The barkeep asks the bear, "What's with the big pause?" The bear says, "Well, I'm a bear."
Why did little Billy drop his ice cream?
He was hit by an ice cream truck.
Pineapple goes on pizza.
Went to my local Indian restaurant and asked the waiter for a chicken tarka Masala.
The waiter said, "What's that?"
I said, "It's the same as a tikka, just a little otter."

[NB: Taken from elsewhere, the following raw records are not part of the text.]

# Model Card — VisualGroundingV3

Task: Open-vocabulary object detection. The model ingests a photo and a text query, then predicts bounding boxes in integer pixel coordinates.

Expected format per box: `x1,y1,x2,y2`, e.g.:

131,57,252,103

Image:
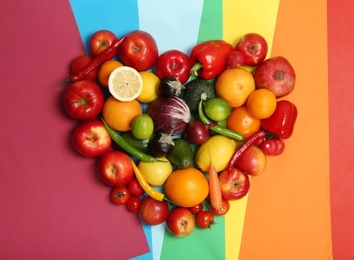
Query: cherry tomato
70,55,98,80
111,186,130,205
126,196,141,213
188,203,203,215
261,137,285,156
195,210,215,228
210,198,230,216
128,177,145,197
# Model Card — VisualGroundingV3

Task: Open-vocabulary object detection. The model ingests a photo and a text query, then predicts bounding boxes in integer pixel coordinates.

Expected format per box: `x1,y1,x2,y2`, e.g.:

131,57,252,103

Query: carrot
208,151,222,210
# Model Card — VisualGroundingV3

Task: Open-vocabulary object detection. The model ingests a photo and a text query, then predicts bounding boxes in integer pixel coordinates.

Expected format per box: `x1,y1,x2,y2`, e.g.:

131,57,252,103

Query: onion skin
147,96,191,135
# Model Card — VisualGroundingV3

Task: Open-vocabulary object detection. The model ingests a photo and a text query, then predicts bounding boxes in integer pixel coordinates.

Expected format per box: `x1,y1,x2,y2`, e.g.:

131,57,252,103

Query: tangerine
165,167,209,208
102,96,143,132
226,106,261,138
215,68,256,108
247,88,277,119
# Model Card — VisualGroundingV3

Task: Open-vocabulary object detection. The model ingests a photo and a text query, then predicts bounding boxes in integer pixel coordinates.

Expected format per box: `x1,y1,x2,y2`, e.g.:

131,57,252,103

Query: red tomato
111,186,130,205
195,210,215,228
128,177,145,197
126,196,141,213
210,198,230,216
188,203,203,215
70,55,99,80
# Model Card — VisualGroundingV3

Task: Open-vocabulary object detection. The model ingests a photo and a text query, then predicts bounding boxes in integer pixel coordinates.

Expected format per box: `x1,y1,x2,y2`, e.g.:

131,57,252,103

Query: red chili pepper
261,100,297,139
189,40,234,80
227,130,266,172
58,36,125,88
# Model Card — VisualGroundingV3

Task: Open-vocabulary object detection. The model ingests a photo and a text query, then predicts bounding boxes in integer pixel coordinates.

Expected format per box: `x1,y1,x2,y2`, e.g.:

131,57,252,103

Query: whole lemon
195,135,236,172
138,157,173,186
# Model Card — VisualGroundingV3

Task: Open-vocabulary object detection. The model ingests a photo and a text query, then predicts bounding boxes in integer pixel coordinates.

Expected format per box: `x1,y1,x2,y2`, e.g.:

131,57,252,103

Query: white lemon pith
108,66,143,101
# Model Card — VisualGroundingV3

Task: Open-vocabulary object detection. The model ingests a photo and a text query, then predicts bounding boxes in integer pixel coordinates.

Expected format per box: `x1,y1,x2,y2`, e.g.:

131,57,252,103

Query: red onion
147,96,191,135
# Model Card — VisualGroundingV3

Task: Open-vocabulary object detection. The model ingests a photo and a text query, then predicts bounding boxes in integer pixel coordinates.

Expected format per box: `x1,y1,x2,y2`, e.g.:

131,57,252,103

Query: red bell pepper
189,40,234,80
261,100,297,139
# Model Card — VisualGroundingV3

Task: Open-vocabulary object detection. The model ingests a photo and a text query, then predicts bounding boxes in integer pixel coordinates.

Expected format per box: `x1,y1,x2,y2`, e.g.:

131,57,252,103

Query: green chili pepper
198,98,245,141
101,118,157,162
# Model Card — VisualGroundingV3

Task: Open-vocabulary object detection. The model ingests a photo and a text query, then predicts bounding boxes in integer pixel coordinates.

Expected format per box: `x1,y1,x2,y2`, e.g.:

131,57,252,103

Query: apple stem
274,71,284,79
57,78,71,90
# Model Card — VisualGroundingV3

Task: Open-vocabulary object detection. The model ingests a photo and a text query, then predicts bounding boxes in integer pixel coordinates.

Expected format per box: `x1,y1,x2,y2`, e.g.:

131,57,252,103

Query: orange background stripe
240,0,332,260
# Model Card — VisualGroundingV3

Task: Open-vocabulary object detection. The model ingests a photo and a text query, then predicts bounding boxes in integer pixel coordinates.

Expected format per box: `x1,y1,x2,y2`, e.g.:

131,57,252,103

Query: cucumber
182,78,216,113
167,138,194,168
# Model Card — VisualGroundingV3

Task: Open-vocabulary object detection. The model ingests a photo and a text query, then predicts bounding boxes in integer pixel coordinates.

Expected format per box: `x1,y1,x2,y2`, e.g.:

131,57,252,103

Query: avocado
182,78,216,113
167,138,194,168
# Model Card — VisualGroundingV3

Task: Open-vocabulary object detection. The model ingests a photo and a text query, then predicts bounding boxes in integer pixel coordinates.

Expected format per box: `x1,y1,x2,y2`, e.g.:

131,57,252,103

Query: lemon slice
108,66,143,101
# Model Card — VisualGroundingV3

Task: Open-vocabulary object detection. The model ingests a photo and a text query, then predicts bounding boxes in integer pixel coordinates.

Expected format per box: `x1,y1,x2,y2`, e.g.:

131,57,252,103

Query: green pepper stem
189,61,203,77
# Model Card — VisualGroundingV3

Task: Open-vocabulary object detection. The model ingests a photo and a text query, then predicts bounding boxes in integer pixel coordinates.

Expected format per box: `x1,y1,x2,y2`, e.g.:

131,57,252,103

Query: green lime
131,114,154,140
203,97,231,121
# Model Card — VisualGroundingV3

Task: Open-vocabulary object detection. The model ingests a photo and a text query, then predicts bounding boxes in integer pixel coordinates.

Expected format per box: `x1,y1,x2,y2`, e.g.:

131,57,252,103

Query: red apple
235,33,268,66
118,30,158,71
63,80,104,120
253,56,296,98
166,207,195,237
72,120,112,157
226,51,245,69
98,150,134,187
70,55,98,80
236,145,266,176
219,168,250,200
128,177,145,197
89,30,117,59
139,196,169,226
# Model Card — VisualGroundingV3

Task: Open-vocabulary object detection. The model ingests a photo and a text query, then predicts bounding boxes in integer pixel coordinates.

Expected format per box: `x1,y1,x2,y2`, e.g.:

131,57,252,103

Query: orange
97,60,123,88
136,71,160,103
226,106,261,138
247,88,277,119
215,68,256,107
102,96,143,132
165,167,209,207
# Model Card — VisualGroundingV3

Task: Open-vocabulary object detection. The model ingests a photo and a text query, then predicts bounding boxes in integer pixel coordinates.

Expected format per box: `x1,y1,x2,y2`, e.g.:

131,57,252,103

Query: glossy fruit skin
111,186,130,205
131,114,154,140
188,203,203,215
261,100,297,139
70,55,98,80
236,145,266,176
219,168,250,200
235,33,268,66
195,210,215,229
155,50,192,84
226,106,261,138
226,51,245,69
72,119,112,157
118,30,158,71
210,198,230,216
165,167,209,208
166,207,195,237
139,196,169,226
98,150,134,187
260,137,285,156
127,177,145,197
89,30,117,59
126,196,141,213
63,80,105,120
253,56,296,98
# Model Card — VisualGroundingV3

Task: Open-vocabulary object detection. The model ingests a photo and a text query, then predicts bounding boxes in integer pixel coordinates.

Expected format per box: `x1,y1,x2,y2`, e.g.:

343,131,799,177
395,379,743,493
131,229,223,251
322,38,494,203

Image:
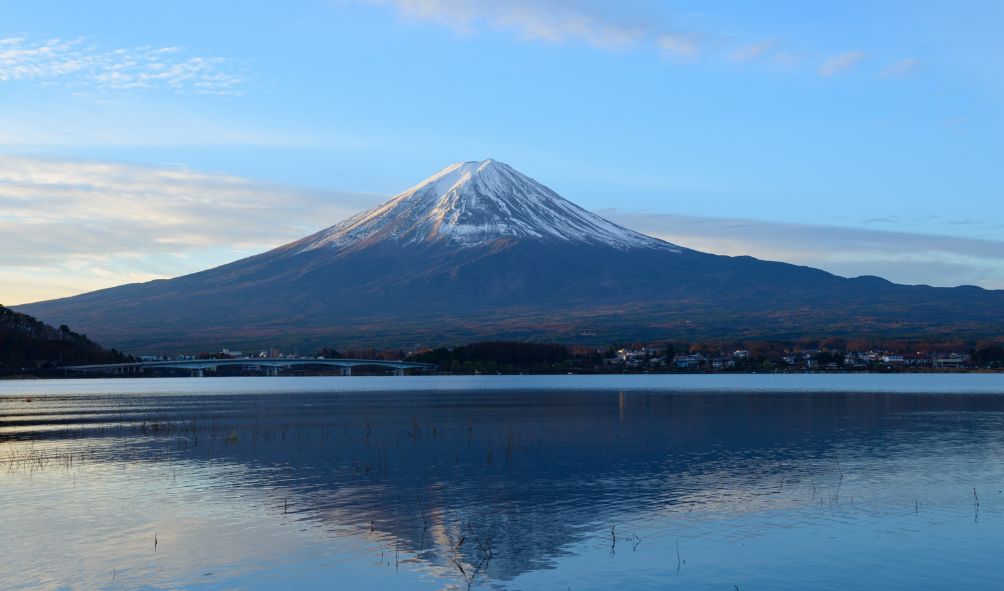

What did the pizzas say to the pizza maker?
CHEESE-US!
What does the cannibal eat who comes late for dinner?
The cold shoulder.
What do skeletons say before they eat?
Bone appétit. ( ͡° ͜ʖ ͡°)
What is a spaceman’s favorite chocolate?
A Mars bar!
What did the banana say to the peel?
“Let’s split!”
Dad, there was one day I was playing jump rope with a pig, and then I made pulled pork out of him.
Son, he is dinner.
Have you ever had Ethiopian food??
Neither have they.
What do you call a band made of cheese?
Grate That!
A man and a cow walk into a McDonalds, and the man walks up to the front counter and says, “I’d like one beef burger.” The employee of McDonalds said, “Sure thing sir, also I really like to see your cow, may I bring him into the back room really quick to show my co-workers?” The man says, “Sure.” The employee takes the cow into the back room. A couple minutes later, the employee came back with his burger. The man took a bite of it, and realized his cow was gone.
You don't need a license to drive a sandwich.
What’s the hardest part of a veggie to eat?
The wheelchair.
What's the hardest part when making skimmed milk?
Throwing the cow across the lake.
A doctor is telling three women what they are addicted to.
He says to the first one, "You are addicted to money, you named your daughter Penny."
He says to the second one, "You are addicted to food, you named your daughter Candy."
Then the third one whispers to her son, "Come on, Dick, let's go."